According to AirDNA’s data on short term rentals, the Wilmington area has about 1,157 active short-term rentals. Of that, 87% are for the entire home. “Active rentals” are defined as having at least one reserved or available day in the last month. 46% of these are considered full-time by AirDNA, meaning they were available for at least 181 days of the past year.
For comparison, apartments.com lists 1,416 apartments available in the Wilmington area.
Skimming through Airbnb listings paints a similar picture: there are over 1,000 stays available in July with the “I’m flexible” option. The amount of stays decreases for a specific week, but as of writing there are regularly around 400-500 stays available for a given week in July. In August, some weeks have 900-1000 stays.
A couple looking to stay for a month in October has around 500 options available.
However, if they zoom out to a slightly larger area, there are actually over 1000 options available for that month.
This is where the data gets a bit tricky: AirDNA divides Wilmington up into a more specific chunk than Airbnb does, and this data from Airbnb is based on future listings, not past ones.
Scraping data from websites in general can run into issues of bad data.
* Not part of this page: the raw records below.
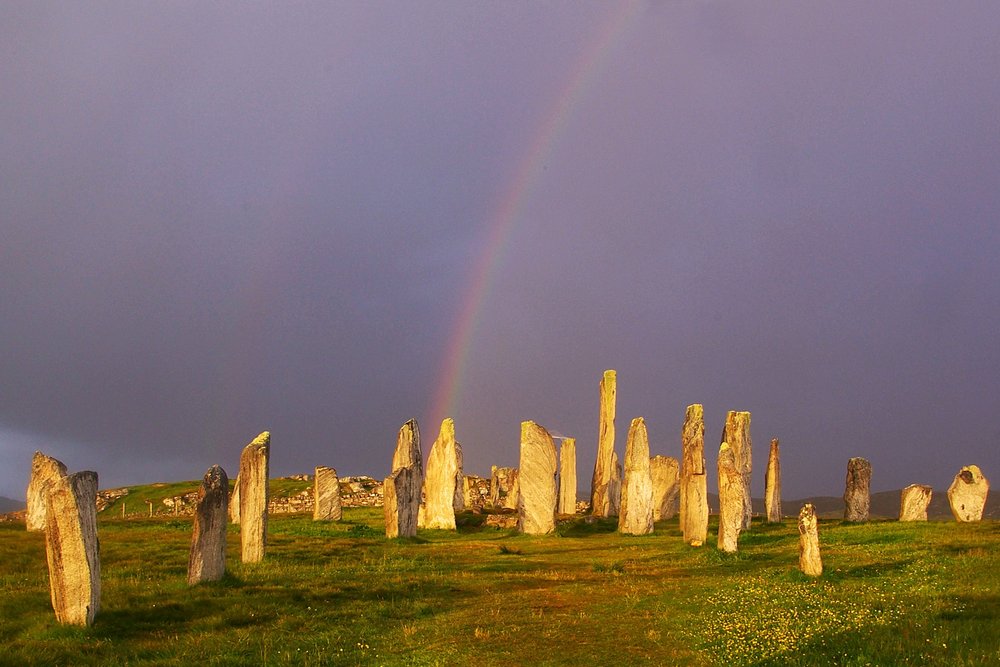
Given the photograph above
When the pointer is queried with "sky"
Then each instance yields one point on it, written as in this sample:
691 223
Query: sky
324 219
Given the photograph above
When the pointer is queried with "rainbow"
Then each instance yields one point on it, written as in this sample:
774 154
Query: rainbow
507 213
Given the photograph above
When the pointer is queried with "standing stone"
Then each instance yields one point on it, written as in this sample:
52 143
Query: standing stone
694 481
636 517
443 466
737 434
72 549
567 476
536 506
326 495
253 476
730 499
772 485
967 494
809 559
665 473
207 560
913 502
604 466
44 469
857 494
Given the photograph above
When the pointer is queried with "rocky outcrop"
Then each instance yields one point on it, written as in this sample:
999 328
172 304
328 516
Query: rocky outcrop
207 559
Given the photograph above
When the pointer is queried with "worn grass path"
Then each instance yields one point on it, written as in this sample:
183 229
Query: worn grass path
340 593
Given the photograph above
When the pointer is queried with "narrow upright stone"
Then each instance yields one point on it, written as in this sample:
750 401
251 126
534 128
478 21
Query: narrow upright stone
44 469
536 507
326 495
737 434
567 476
207 560
967 494
665 473
636 517
730 499
72 548
694 481
772 485
254 496
809 558
438 510
913 502
604 466
857 491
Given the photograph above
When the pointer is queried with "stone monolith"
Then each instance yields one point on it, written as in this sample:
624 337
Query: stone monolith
809 559
254 496
71 547
694 482
967 494
665 473
604 465
857 491
207 559
536 505
44 469
730 499
326 495
772 485
567 476
913 502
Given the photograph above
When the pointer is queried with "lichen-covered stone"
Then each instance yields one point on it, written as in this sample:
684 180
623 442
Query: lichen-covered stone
207 559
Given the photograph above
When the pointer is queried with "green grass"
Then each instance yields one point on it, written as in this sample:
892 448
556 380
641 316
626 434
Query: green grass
340 593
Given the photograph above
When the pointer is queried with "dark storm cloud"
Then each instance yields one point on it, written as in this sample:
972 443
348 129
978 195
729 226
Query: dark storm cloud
219 220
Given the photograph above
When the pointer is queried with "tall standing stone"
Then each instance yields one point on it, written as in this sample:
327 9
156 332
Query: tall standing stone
72 549
809 559
567 476
737 434
536 506
730 499
207 560
254 495
44 469
604 465
772 485
967 494
326 495
913 502
857 491
438 510
636 517
665 473
694 481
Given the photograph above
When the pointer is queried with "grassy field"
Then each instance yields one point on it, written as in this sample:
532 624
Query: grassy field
891 594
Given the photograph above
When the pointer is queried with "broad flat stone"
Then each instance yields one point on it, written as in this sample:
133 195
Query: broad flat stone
254 496
207 559
72 549
536 509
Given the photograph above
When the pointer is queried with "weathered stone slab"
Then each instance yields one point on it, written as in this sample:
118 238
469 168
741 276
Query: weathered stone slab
731 487
604 466
567 476
44 469
857 491
326 494
71 547
967 494
694 481
810 561
536 508
254 495
207 559
913 502
772 484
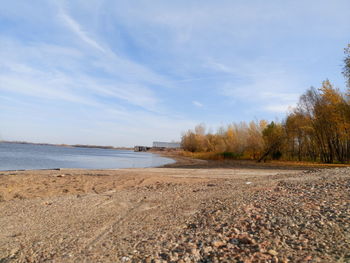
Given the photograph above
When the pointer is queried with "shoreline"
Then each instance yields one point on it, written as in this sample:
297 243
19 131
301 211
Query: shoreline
193 211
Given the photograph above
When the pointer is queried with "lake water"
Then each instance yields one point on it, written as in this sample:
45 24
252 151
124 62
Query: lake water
16 156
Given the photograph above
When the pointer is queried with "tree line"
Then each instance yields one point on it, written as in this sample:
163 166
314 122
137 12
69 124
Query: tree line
317 129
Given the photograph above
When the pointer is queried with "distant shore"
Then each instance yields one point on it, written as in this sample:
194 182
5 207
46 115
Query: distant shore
71 145
193 210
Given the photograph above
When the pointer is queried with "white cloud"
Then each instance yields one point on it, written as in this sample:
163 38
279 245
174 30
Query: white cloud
77 29
197 104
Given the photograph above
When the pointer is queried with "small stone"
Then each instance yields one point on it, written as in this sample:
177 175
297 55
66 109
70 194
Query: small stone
218 244
125 259
272 252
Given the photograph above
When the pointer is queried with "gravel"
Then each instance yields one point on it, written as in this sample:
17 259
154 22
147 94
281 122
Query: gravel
300 217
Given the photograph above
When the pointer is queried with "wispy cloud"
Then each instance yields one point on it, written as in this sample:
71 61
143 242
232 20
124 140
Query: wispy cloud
197 104
77 29
136 71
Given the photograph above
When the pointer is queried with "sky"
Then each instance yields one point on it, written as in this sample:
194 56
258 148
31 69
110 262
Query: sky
124 73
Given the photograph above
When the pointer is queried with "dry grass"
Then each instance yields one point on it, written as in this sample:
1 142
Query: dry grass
216 156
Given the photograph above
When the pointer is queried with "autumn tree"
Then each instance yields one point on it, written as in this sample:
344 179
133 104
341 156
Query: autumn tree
346 70
273 136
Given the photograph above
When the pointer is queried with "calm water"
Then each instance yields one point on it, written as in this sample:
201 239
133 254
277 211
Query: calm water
15 156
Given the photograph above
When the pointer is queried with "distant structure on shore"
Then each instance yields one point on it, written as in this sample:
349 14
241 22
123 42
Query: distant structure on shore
138 148
158 146
166 145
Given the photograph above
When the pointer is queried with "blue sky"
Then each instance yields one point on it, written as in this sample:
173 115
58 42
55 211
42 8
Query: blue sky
130 72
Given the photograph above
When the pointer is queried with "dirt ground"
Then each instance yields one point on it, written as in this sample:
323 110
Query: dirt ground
144 215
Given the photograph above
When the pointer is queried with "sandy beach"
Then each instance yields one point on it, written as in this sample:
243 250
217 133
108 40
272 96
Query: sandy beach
187 212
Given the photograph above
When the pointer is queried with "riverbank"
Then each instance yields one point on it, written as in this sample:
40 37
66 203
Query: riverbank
196 213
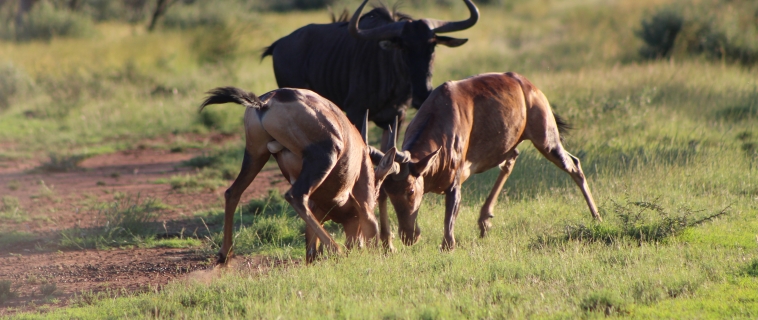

False or fraudulent listings can remain undetected if nobody bothers to check. AirDNA is also a for-profit company with a vested interest in selling its data to investors, and is not forthcoming about its data-collecting methodology. Apartments.com also suffers from similar limitations; it is run by real estate marketing and analytics company CoStar.
These data sources are closer to estimates than exact measures, but overall trends continue to indicate that short-term rentals are more popular than ever and still growing. Only time will tell whether the number of short-term rentals will increase past the number of standard rentals in Wilmington.
In parts of New York City, this already happened. The number of short-term rental listings surpassed the number of standard rental listings by a few thousand, and there are bidding wars for one in five rental apartments in Manhattan.